The start screen can be customized to more colors and has some ""motion accents"" that move as you scroll through the metro tiles. Or, blessedly, you can just put your desktop wallpaper behind the Start screen.
As a whole, the changes to the Start screen are pretty indicative of the update as a whole. A few functional improvements, some of which are highly anticipated, but just as much window dressing and little flourishes.
Microsoft's big push for 8.1 is to make Windows feel more customizable, and that goes beyond the Start screen.
The most visible change is the tweak to multitasking. ""Snap View"", or the ability to pin a Metro app to either side of the screen, has been changed to let you drag to resize the apps. Meaning: If you want to have, say, Mail on the left side and a browser on the right, you can have each app take up 50 percent of the screen, or drag the divider around to your liking.
In addition to this, you can have up to four apps snapped as vertical columns on your screen. All screens can take four apps, but obviously you're going to want a larger monitor to handle them (16:9 or 21:9 being ideal).
Microsoft has looked into allowing you snap apps as horizontal rows-either at the top and bottom of the screen, or within columns created by snapped apps-but that's not currently possible. Yell about this some more and maybe it'll show up in an update down the road.

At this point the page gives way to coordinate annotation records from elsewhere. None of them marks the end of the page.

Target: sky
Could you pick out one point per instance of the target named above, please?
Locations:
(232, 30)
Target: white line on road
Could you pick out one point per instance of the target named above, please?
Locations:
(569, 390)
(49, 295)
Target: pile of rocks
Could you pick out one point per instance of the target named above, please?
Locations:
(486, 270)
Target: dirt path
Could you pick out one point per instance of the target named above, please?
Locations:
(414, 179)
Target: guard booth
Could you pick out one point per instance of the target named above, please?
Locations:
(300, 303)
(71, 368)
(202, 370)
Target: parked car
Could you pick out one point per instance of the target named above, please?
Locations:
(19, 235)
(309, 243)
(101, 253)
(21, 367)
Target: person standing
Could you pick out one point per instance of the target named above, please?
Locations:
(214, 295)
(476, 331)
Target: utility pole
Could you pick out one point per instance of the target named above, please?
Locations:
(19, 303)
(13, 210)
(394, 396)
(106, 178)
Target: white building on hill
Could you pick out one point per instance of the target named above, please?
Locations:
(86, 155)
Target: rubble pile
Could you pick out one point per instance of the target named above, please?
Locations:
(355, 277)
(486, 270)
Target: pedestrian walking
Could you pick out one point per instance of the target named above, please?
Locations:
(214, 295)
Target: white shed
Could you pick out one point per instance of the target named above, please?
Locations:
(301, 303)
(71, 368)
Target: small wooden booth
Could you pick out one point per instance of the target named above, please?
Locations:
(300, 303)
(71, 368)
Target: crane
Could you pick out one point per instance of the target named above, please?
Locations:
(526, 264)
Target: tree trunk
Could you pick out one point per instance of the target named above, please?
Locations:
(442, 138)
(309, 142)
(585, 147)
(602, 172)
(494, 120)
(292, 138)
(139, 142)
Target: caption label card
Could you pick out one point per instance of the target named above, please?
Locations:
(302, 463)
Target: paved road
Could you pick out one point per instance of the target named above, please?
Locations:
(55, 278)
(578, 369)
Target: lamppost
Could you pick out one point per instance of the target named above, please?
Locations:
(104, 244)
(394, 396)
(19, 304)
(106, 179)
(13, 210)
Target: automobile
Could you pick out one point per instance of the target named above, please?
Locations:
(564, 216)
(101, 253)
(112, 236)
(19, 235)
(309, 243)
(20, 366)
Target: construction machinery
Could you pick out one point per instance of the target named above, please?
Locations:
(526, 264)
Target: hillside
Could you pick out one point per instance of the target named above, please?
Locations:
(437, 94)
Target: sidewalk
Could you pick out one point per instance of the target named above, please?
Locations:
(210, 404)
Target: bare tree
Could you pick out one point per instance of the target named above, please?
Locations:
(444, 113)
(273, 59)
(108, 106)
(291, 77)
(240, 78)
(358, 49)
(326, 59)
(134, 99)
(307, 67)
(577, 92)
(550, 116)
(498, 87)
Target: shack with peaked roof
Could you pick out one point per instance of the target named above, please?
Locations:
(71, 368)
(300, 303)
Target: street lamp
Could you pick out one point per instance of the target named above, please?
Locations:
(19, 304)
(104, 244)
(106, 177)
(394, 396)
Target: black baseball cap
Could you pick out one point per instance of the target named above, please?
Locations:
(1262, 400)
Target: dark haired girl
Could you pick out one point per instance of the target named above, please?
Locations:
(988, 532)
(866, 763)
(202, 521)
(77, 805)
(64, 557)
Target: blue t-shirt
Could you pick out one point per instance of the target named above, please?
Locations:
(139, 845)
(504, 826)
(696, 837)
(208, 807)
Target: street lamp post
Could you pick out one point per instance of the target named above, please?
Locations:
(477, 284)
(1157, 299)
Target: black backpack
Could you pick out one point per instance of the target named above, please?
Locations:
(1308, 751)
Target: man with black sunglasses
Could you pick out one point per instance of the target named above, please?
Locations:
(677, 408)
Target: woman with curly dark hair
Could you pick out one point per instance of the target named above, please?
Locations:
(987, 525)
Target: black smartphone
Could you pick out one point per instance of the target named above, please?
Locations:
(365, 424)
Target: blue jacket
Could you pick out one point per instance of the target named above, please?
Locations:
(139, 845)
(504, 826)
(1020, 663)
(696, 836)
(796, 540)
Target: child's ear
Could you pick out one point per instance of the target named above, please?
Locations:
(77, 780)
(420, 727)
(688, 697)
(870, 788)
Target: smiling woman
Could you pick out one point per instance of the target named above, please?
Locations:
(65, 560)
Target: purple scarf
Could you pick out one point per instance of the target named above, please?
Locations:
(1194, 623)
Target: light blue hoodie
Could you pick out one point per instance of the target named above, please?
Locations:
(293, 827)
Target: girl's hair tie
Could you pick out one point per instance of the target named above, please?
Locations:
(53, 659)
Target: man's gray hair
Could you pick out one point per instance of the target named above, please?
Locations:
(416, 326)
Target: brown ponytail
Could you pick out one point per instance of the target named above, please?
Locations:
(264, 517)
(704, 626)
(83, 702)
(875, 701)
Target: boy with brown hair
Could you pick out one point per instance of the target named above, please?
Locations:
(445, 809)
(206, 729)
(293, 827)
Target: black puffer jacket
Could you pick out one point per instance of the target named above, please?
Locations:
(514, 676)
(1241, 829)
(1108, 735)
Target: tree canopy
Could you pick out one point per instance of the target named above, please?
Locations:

The lock screen can now be a moving collage of photos from your PC, SkyDrive, and Phone.
SkyDrive features more prominently in 8.1. You can decide in all your apps whether to view files on your PC or on SkyDrive, and where things are saved. We'll add further features as they're announced.
We're going to see a lot of new APIs today that will allow developers to make apps more customizable. We're also told that the first party Microsoft apps will have more options as well. We'll have more details as the specific APIs are announced.
Search is a big addition for Windows 8.1. Well, ""change"" is probably more appropriate.
In Windows 8, Search was broken down to search by applications, on the web, in the store, through your files. You decided which you'd see.
In 8.1, Search is universal. Searching for any term will bring up a ""hero"" display if you press enter, showing you results from the web, in your files, and anywhere else, which you scroll through.
If you just type into the field, though, the pane on the right hand side of the screen will display results in real time, a lot like Apple's Spotlight. This is a good thing, in theory, but we still want to see how it works in a day to day setting.
Microsoft is partnering with Makerbot, 3D Systems, Form Labs, Autodesk, and several other software and hardware companies to add 3D printing support to 8.1
Good thing? Bad thing?
Windows 8.1 brings good stuff to the table. The question isn't really if it's good, but if it's good enough. A lot of that will depend on how the new developer tools are implemented going forward, and how much developer support overall improves this year.